Yes. The colour palette I usually use is blue, red, orange, and yellow; the same you’d find at a port or when entering a mine, machines are painted in colours that can be seen in the dark. In the case of the Tunnel Boring Machines for this Biennale, I have also worked with colour ranges related to the instructional panels at natural science museums; for example, the yellow one corresponds to the educational displays to explain different strata in the Earth’s crust.

“I think that, to make art, you need to be really honest with yourself, and that always takes a lot of courage”

Why is a large part of your work interested in tunnels?
They are isolated places, also psychologically, which are related to those bodily tunnels that often don’t respond to our own thoughts. Thoughts are always so abstract in contrast to our physical anatomies! That’s at the foundation of my work, and it’s all related to my multicultural heritage.

In which sense?
Culture shocks, speaking different languages that aren’t always learnt or spoken properly, for example. That is also at the core of my interest in representing the speech anatomy and muscles in some of my work. That anatomy does not always correspond to our own thought, and it turns communication between each other into one big misunderstanding. [Teresa speaks the Arabic she learnt from her mother, but she can’t read or write it. That’s where her tendency to artistically delve into the theme of speech comes from].

Artistic research, creation, and contemporary thought, are they three intensely intertwined forces?
For me, they are one and the same. Making art is looking at the world intensely. Therefore, it means being immersed in it and investigating it. And these research avenues can be really diverse. In any case, in the end, it’s all related to how you perceive and act on the world you live in.

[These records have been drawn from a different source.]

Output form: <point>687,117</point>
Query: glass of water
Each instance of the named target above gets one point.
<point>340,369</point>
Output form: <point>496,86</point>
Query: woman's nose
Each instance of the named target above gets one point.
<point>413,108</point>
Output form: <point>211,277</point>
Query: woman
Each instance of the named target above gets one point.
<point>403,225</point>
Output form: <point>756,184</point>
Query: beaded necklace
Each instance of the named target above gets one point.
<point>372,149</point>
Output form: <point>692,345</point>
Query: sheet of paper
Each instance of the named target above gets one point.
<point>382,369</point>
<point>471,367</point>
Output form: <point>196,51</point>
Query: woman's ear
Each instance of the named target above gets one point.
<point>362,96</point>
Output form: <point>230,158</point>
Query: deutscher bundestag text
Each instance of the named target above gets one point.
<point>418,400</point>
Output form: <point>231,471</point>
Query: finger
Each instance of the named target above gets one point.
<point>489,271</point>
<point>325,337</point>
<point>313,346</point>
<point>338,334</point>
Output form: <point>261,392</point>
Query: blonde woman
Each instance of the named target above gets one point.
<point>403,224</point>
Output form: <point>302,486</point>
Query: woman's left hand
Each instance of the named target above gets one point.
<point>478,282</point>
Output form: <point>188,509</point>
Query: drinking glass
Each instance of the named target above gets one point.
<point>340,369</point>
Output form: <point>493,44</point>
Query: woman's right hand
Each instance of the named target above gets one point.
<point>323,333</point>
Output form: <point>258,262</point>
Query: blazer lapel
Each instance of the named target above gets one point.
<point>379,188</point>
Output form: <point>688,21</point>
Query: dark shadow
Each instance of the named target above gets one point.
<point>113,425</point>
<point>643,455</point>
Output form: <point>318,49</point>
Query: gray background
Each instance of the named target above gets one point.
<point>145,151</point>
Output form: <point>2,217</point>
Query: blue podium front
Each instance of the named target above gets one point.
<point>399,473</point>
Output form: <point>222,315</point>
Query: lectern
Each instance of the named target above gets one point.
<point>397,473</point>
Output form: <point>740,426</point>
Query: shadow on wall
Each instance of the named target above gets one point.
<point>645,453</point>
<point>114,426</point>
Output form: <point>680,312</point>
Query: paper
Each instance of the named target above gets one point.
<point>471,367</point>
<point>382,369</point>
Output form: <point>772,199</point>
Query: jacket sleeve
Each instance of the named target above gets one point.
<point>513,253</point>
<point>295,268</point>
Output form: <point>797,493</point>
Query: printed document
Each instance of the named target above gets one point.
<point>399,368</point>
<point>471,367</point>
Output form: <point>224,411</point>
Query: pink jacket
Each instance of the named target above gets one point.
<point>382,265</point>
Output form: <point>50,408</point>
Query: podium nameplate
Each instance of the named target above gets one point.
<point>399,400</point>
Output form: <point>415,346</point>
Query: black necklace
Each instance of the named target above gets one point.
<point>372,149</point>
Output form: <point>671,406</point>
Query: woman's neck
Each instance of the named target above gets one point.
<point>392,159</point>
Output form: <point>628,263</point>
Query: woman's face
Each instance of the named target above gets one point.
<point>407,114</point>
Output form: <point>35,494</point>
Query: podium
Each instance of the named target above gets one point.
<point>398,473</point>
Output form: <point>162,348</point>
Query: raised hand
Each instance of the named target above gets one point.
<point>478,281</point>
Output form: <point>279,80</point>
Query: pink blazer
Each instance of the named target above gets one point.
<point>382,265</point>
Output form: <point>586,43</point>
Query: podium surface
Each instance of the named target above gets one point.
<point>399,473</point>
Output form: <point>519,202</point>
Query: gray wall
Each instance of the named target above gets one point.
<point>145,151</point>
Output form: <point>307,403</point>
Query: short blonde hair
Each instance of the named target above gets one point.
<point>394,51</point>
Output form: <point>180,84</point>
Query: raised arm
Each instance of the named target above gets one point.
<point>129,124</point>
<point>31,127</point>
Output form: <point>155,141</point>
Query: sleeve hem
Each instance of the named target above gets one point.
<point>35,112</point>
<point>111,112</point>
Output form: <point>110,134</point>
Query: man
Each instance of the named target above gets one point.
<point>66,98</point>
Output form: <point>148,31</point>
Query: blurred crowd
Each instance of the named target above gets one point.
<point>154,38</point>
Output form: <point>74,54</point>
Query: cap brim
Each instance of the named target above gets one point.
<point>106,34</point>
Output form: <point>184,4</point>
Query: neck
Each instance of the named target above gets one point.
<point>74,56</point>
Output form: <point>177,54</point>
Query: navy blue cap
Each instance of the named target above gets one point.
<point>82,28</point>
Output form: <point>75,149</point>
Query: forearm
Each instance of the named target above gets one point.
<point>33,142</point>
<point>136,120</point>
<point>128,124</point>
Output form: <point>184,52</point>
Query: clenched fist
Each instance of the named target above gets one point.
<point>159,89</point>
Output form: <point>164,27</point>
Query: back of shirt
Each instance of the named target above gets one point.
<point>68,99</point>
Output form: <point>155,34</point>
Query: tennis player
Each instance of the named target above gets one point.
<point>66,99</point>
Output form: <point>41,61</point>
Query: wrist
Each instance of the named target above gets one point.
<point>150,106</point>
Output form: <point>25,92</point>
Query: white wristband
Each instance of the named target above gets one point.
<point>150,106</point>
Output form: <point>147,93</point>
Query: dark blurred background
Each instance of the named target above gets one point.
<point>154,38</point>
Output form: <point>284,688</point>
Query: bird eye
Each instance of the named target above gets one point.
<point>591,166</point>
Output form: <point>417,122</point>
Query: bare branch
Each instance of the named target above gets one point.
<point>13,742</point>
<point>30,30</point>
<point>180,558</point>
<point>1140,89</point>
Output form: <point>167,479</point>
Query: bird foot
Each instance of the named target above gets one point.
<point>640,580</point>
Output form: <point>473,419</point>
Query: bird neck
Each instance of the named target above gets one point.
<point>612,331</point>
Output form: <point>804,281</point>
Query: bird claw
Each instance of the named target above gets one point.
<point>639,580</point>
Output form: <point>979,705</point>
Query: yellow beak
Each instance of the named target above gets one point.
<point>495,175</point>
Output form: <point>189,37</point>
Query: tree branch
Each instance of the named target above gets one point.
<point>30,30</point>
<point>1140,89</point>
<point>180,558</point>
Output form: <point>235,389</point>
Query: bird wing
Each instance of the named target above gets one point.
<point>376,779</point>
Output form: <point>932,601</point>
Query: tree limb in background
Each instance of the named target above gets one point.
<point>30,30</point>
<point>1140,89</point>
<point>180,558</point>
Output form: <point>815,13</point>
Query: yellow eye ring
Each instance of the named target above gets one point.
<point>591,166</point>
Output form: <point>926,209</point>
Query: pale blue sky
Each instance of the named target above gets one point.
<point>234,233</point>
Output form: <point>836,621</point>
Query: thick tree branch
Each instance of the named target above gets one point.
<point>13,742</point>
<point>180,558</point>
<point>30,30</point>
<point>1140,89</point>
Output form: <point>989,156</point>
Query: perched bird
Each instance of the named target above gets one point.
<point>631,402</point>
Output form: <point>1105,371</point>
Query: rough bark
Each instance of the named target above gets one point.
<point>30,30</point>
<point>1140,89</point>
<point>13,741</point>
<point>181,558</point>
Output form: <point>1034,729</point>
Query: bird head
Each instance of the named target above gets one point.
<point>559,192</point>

You once said that art makes you braver. In which aspects of life do you need that courage?
I think that, to make art, you need to be really honest with yourself, and that always takes a lot of courage. You have to be brave enough to take the plunge with the large projects we make, to have the energy to make them, and not be afraid of what could come next.

“If an artist wants an international career, they must be consistent and be open to any opportunity abroad”

You’re also not afraid of international exposure. In fact, you’re an example of young Spanish talent with recognition abroad.
Yes, and I’ve always earnt that international exposure from Madrid. If an artist wants an international career, they must be consistent and be open to any opportunity abroad. The important thing is to make a sustained effort

And, finally, when making art, when do you feel the freest?
I’m not sure if it’s the freest, but one of the most intense, and perhaps most inexplainable, is when you associate ideas. These ideas can come from many different places: from a serious and lengthy research process to a news article in a newspaper, to something I see on the street. In that association of ideas, I suddenly sense “something” with profound meaning. That’s the best part about my job.